Everyone in a Charles de Lint book does art, and not for a hobby. And all of them live the bohemian artist lifestyle. Not the lifestyle of the poseurs - he has those too, and they're always bad people who don't like the real artists - but the hand-to-mouth existance of people who refuse to take a job that's more than part time or entry level, and never outside of the food industry or the small craft store.
What does this say to a street person, really? If you can't play guitar or paint or put words together, you have nowhere to go?
What it does actually is turn the world backwards, and not in a healthy way. There's an aboslute disdain for anyone and everyone who isn't living this borderline life. People who aren't artists, support for artists (independant bookstore owners or the like), street folk, or otherwise outre never see magic.
Nobody in a Charles de Lint book has a desk job. None of his writers or painters or editors of small magazines ever decide to do data entry or tech support to get by. Nobody owns a house unless it's a house so out of the ordinary it goes right back to being a home for struggling artists. Nobody decides to take the job slicing bread for $8 an hour for 40 hours a week. Nobody who writes or paints takes years to make a sale, or has years between sales. Nobody opts for the accounting degree or goes into civil service.
Nobody's artistic side is expressed in a handful of sewing projects or needlepoint, or cooking inventive things for your spouse and kids (Does anyone in any of the books have a spouse, or kids they haven't adopted off the street, preferably while a street person themselves?). Or writing only in a private journal for yourself. Nope, if you have talent, you must use it to make a living. Otherwise you aren't interesting or wortwhile.
Otherwise, you're invisible.
He's not just elevated the artist and the street person to centre stage. That would be a good read. he's made them special. And then, to make it worse, he's *eliminated* everyone else. We aren't just not important to the story, or on the margins of it. We're not there. Nobody that isn't like is special main characters even exists.
And this is reverse discrimination. This is going too far the other way. This is beyond reminding people of the human face behind the struggling hand-to-mouth existance. This is glorifying the poor and writing off everyone else as unworthy. *We're* not real people. We'll never see magic. We'll always be uncomfortable around his special people, the ones born in the internet by magic or who tell *real* fortunes.

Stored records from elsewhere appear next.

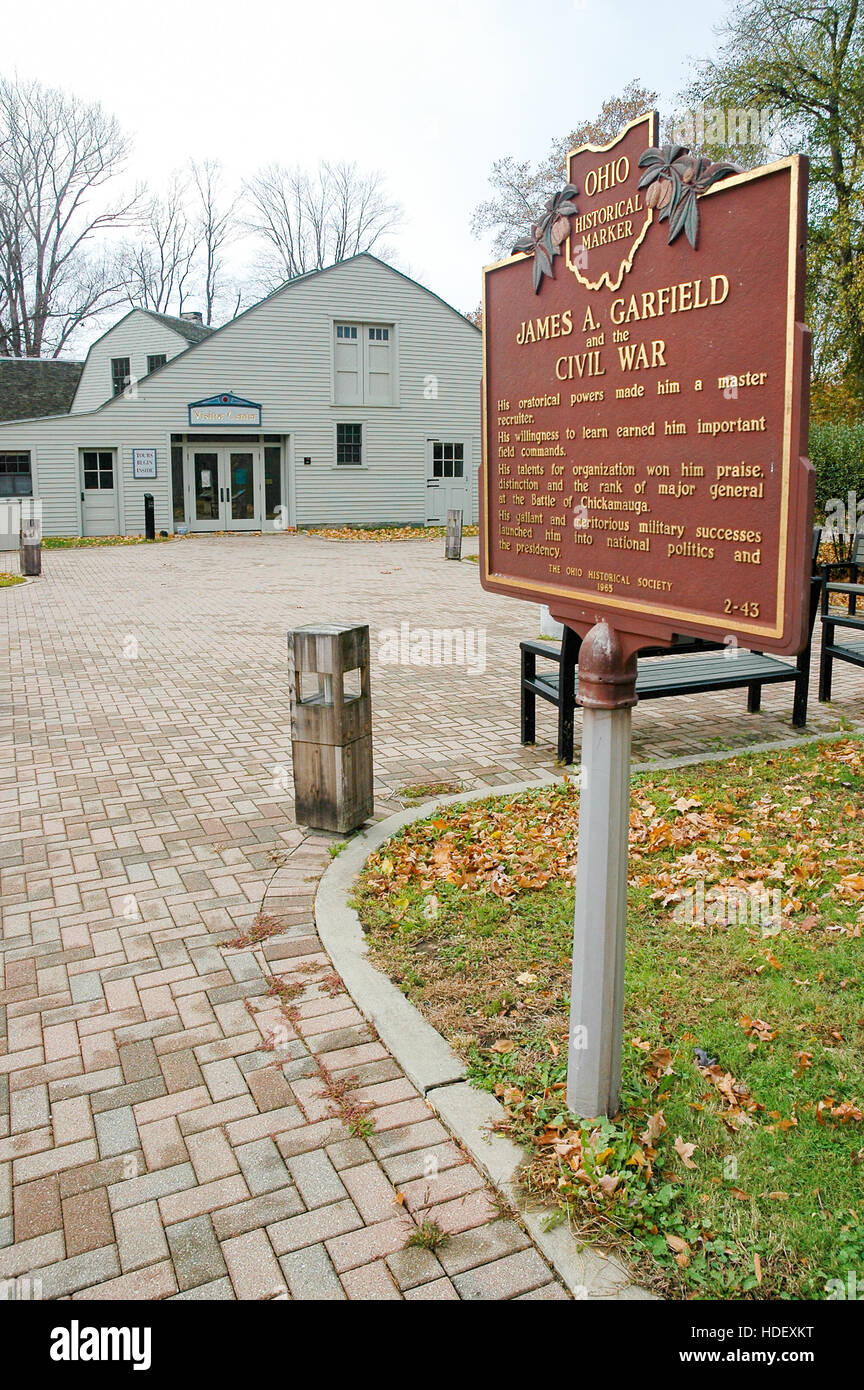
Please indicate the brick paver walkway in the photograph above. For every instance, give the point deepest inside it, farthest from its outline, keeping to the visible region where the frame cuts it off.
(178, 1118)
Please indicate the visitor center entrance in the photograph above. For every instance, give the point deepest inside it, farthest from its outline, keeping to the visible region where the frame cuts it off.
(234, 485)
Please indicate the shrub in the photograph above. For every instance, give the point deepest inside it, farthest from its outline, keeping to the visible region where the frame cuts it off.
(836, 452)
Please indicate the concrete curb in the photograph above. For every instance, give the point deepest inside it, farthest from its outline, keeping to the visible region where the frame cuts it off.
(431, 1062)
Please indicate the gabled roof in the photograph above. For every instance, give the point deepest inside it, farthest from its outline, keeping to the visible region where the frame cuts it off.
(193, 332)
(32, 387)
(206, 334)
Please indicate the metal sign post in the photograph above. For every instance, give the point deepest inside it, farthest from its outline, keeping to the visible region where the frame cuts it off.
(645, 471)
(607, 694)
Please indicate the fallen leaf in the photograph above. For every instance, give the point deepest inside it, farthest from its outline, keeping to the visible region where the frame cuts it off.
(685, 1153)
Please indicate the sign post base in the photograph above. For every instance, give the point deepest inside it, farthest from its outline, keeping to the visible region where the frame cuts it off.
(607, 692)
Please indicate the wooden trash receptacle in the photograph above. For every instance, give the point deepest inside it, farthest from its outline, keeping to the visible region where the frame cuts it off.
(331, 712)
(29, 541)
(453, 540)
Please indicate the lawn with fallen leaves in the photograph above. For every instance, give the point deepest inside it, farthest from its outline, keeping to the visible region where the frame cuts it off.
(735, 1166)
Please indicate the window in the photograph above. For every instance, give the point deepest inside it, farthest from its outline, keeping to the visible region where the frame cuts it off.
(120, 375)
(363, 364)
(272, 480)
(447, 460)
(349, 444)
(178, 502)
(97, 469)
(15, 477)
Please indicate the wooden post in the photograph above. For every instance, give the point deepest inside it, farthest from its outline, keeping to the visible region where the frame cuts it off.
(607, 692)
(331, 726)
(453, 545)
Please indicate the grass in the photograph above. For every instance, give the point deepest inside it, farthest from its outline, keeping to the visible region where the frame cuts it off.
(425, 791)
(428, 1235)
(735, 1165)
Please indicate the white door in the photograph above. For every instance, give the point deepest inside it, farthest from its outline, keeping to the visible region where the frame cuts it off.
(447, 481)
(99, 513)
(227, 488)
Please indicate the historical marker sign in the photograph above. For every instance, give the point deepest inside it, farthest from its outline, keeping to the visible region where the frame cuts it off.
(645, 392)
(645, 398)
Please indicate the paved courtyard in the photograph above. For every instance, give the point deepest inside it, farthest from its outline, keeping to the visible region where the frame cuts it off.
(175, 1114)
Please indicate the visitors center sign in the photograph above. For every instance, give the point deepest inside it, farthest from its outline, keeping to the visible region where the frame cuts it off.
(645, 399)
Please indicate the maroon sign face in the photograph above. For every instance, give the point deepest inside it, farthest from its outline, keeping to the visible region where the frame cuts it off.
(646, 403)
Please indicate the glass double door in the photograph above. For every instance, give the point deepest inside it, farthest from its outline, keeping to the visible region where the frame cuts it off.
(227, 488)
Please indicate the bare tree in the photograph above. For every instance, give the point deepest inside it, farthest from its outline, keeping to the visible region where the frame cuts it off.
(157, 263)
(309, 221)
(216, 225)
(57, 154)
(521, 188)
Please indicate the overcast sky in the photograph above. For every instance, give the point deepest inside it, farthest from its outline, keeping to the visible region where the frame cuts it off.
(428, 93)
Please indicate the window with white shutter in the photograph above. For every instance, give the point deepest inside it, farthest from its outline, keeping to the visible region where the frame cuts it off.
(363, 364)
(347, 366)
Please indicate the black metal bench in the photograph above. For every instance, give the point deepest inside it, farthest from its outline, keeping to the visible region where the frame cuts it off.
(691, 666)
(850, 649)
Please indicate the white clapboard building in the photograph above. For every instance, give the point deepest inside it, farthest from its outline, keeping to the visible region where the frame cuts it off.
(349, 396)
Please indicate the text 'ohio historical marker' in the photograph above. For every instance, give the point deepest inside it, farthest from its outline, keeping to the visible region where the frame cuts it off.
(645, 473)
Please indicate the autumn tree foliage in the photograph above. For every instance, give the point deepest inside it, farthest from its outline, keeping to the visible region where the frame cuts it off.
(520, 188)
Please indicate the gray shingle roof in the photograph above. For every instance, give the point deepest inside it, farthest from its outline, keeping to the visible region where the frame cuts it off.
(185, 327)
(36, 387)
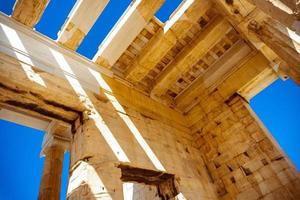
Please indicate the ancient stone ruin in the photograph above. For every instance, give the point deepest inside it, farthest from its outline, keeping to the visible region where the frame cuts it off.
(161, 111)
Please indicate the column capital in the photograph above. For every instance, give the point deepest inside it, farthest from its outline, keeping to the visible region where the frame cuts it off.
(57, 135)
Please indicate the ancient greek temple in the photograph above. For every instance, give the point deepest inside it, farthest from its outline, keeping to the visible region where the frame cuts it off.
(162, 110)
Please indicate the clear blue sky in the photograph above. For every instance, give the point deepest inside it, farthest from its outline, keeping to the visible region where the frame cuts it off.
(21, 167)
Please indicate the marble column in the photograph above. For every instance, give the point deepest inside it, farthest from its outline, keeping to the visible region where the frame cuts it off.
(56, 142)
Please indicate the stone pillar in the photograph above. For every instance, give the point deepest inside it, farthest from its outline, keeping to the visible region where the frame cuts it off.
(93, 173)
(56, 142)
(51, 178)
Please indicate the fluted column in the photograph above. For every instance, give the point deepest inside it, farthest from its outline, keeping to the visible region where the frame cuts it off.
(51, 178)
(56, 142)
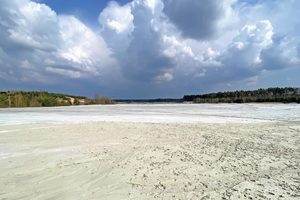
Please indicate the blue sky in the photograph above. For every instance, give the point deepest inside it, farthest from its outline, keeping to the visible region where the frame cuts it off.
(148, 48)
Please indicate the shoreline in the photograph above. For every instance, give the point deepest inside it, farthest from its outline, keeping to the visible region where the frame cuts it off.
(125, 160)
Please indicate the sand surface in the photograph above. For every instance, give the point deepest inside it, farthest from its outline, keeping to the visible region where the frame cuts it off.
(126, 160)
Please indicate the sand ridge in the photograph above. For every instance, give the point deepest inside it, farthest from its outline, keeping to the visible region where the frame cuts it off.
(113, 160)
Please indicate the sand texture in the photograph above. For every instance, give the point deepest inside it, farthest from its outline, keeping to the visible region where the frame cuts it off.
(115, 160)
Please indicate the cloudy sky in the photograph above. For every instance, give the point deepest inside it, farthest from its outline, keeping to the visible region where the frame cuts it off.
(148, 48)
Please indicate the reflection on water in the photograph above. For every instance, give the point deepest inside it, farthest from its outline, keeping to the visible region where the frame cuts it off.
(159, 113)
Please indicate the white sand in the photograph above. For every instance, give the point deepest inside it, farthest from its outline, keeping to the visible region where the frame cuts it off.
(113, 160)
(140, 160)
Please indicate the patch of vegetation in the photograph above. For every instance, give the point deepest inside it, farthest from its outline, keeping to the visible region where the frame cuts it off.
(45, 99)
(284, 95)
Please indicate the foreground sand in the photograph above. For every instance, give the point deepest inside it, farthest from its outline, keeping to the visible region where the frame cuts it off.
(110, 160)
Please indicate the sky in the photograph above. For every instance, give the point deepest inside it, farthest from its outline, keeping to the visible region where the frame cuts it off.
(148, 48)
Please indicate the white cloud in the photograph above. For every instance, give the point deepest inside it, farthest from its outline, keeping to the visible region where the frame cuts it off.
(26, 65)
(116, 17)
(34, 31)
(164, 77)
(199, 75)
(64, 72)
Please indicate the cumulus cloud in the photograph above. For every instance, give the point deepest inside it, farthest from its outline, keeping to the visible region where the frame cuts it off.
(34, 37)
(189, 45)
(199, 19)
(117, 18)
(26, 65)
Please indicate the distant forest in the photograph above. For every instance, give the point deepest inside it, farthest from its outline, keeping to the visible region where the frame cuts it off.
(45, 99)
(284, 95)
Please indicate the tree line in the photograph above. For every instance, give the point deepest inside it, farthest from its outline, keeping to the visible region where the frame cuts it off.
(284, 95)
(46, 99)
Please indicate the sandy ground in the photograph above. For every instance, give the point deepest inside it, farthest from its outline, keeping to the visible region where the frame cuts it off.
(122, 160)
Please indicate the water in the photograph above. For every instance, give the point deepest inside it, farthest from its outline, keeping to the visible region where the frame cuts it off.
(158, 113)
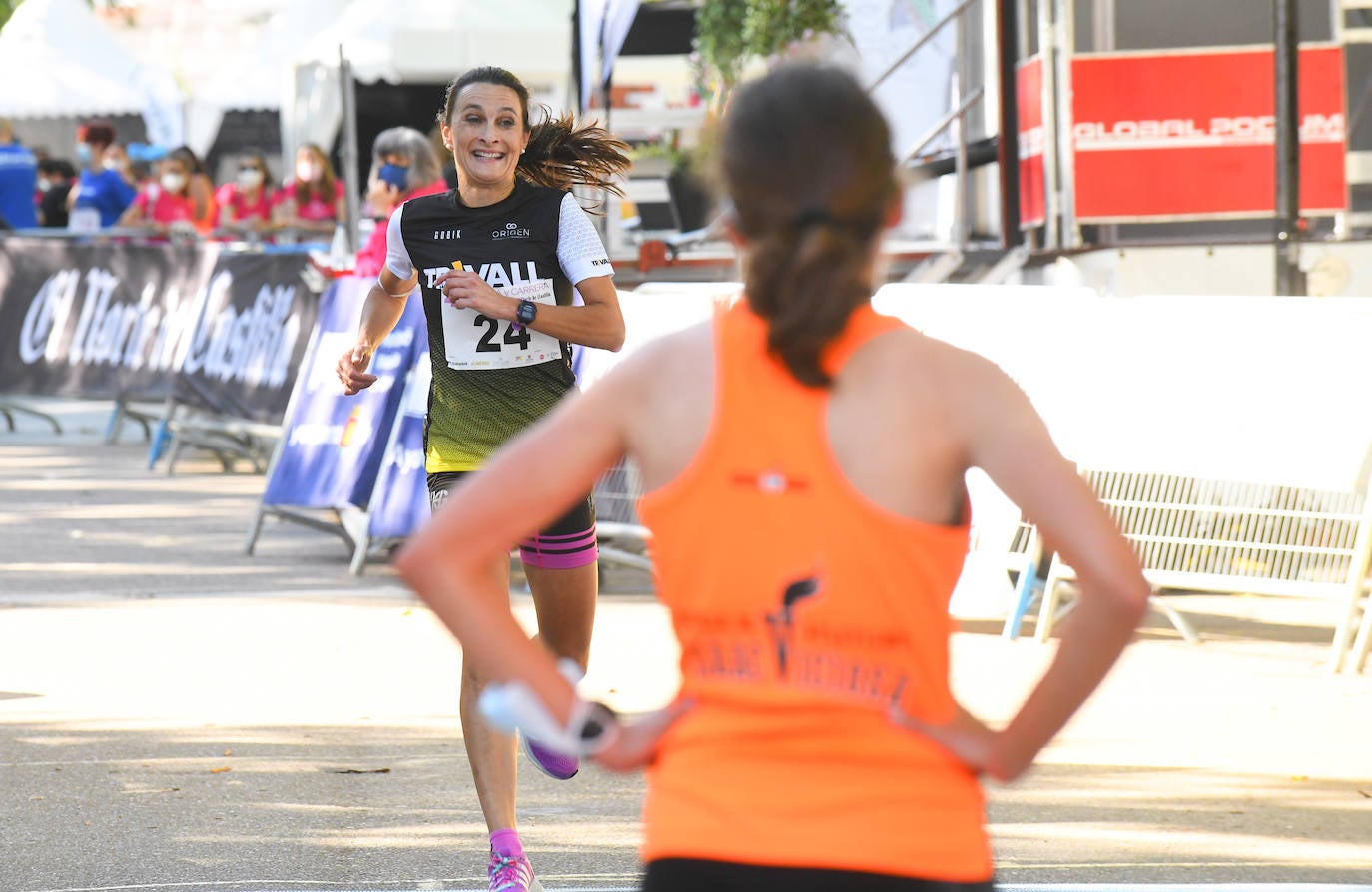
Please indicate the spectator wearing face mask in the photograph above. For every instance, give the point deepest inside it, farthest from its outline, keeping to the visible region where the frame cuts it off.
(313, 202)
(403, 166)
(18, 179)
(246, 201)
(177, 202)
(57, 177)
(105, 190)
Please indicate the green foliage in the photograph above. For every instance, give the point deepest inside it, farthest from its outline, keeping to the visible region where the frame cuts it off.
(730, 33)
(7, 8)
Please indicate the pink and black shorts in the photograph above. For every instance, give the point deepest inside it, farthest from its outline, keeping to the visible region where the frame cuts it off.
(567, 543)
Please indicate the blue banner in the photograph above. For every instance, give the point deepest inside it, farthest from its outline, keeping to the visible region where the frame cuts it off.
(333, 445)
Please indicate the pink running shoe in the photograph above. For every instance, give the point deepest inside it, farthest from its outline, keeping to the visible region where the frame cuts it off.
(512, 874)
(553, 764)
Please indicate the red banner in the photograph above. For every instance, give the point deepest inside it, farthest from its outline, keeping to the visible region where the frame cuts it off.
(1029, 114)
(1191, 135)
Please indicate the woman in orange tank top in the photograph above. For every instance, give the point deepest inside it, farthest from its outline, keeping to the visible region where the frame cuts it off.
(803, 459)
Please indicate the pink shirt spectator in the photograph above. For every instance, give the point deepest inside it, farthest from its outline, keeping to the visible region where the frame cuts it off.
(161, 206)
(372, 256)
(241, 208)
(315, 209)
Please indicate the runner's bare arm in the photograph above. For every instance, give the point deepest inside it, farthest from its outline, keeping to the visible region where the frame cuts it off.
(381, 311)
(1010, 443)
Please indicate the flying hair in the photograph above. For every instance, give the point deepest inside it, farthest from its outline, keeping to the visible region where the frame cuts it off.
(560, 154)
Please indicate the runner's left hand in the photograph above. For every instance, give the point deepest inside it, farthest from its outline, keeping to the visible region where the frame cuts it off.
(635, 745)
(465, 290)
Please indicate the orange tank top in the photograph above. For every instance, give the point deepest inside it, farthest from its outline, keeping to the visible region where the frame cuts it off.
(803, 611)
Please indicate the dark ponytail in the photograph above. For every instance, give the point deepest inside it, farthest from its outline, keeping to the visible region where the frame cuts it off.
(560, 154)
(806, 158)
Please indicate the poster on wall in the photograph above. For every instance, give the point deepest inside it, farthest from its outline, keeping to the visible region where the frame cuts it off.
(1189, 135)
(1029, 114)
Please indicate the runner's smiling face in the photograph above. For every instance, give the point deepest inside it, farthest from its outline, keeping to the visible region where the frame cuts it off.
(486, 135)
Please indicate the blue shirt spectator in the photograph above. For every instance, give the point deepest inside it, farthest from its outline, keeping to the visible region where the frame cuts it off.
(18, 180)
(106, 191)
(103, 187)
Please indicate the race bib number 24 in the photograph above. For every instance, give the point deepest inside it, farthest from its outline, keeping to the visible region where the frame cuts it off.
(475, 341)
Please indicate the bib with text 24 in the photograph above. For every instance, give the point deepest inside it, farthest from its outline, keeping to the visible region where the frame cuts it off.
(475, 341)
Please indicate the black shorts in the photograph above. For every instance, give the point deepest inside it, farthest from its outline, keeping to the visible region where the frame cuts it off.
(690, 874)
(568, 542)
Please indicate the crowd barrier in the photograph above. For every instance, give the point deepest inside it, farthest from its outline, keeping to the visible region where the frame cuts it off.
(352, 466)
(191, 340)
(1247, 400)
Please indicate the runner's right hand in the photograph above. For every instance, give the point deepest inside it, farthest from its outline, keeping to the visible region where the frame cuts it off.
(351, 370)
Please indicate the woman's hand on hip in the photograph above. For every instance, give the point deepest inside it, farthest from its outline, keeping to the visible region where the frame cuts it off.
(635, 742)
(351, 370)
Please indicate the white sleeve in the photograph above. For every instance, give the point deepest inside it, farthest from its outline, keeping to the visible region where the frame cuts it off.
(579, 250)
(396, 256)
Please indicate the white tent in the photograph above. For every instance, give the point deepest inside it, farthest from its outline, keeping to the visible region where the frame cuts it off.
(427, 41)
(58, 61)
(260, 80)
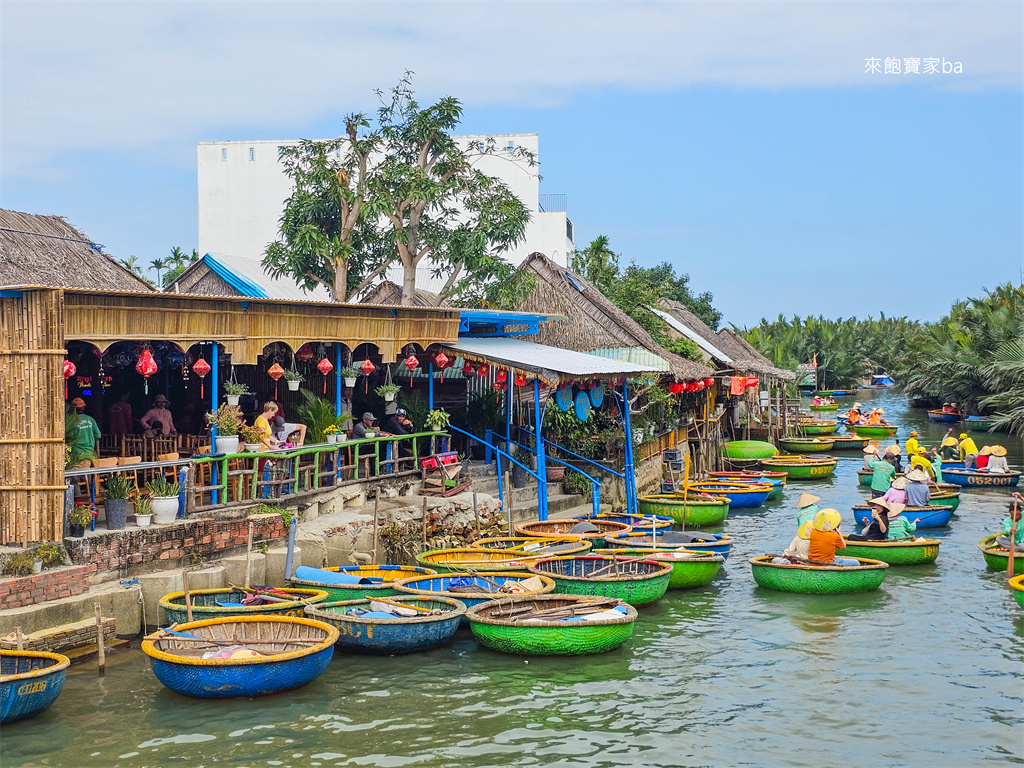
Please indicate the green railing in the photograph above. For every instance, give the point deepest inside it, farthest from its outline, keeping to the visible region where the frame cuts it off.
(246, 478)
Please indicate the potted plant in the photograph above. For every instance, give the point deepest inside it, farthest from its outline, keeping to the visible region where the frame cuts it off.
(233, 390)
(228, 420)
(143, 512)
(388, 391)
(253, 438)
(164, 500)
(437, 419)
(78, 519)
(119, 491)
(293, 379)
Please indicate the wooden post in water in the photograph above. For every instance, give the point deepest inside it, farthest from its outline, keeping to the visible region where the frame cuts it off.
(99, 640)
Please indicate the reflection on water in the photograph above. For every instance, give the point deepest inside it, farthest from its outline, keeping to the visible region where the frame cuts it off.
(925, 672)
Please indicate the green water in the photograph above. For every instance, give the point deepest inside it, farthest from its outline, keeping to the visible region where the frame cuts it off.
(924, 672)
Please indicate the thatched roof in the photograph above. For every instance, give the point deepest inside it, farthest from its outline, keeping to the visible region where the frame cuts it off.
(593, 323)
(47, 251)
(389, 293)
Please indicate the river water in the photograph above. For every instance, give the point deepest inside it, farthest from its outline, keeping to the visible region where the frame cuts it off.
(924, 672)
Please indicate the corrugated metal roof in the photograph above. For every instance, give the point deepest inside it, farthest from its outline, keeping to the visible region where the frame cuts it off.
(550, 364)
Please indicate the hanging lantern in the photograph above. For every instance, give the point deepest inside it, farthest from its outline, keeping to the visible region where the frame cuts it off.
(69, 372)
(201, 369)
(145, 367)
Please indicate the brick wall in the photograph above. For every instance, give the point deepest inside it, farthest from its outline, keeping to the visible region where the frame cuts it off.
(50, 585)
(171, 546)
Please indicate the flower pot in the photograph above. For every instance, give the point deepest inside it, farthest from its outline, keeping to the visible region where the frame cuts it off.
(165, 509)
(117, 513)
(226, 444)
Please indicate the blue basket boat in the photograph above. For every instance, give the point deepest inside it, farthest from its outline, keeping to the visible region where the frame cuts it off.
(295, 650)
(30, 682)
(931, 517)
(383, 635)
(720, 544)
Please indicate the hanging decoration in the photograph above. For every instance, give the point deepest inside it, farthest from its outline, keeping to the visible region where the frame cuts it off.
(325, 367)
(69, 372)
(201, 368)
(145, 367)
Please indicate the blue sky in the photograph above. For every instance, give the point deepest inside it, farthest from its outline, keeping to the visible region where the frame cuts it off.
(742, 142)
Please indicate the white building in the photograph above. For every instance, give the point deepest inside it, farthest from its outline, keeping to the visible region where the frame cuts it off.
(243, 187)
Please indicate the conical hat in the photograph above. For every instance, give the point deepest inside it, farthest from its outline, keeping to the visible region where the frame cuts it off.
(806, 500)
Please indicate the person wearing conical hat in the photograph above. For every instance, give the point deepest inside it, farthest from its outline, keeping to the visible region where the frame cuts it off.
(807, 507)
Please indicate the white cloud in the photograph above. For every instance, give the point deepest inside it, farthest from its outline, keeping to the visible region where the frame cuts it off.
(136, 76)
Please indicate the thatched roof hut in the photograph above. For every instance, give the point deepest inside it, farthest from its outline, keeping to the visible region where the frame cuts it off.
(593, 324)
(47, 251)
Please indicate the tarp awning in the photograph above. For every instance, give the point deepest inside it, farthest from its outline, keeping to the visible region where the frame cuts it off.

I'm a writer and an occasional artist, so why do I count myself as part of the excluded? Because I also worked 9 to 5 in offices, and talked to people who, so far as I could tell, had more interest in Brangelina or hockey pools. Because my mother is a physiotherapist, my dad a developer, my stepmother an interior decorator. My husband works doing IT, and his artistic endeavours got channelled into graphic design. I write, i'm surrounded by people with creative talents. But I'm not part of Charles de Lint's poor but artistic elite, and I don't want to be. They seem like cool people, and I don't mind reading about them at all. I could find plenty to talk about with most of them. But I still feel as if they'd always consider me a bit of an outsider. An alien. Not quite as real as they are.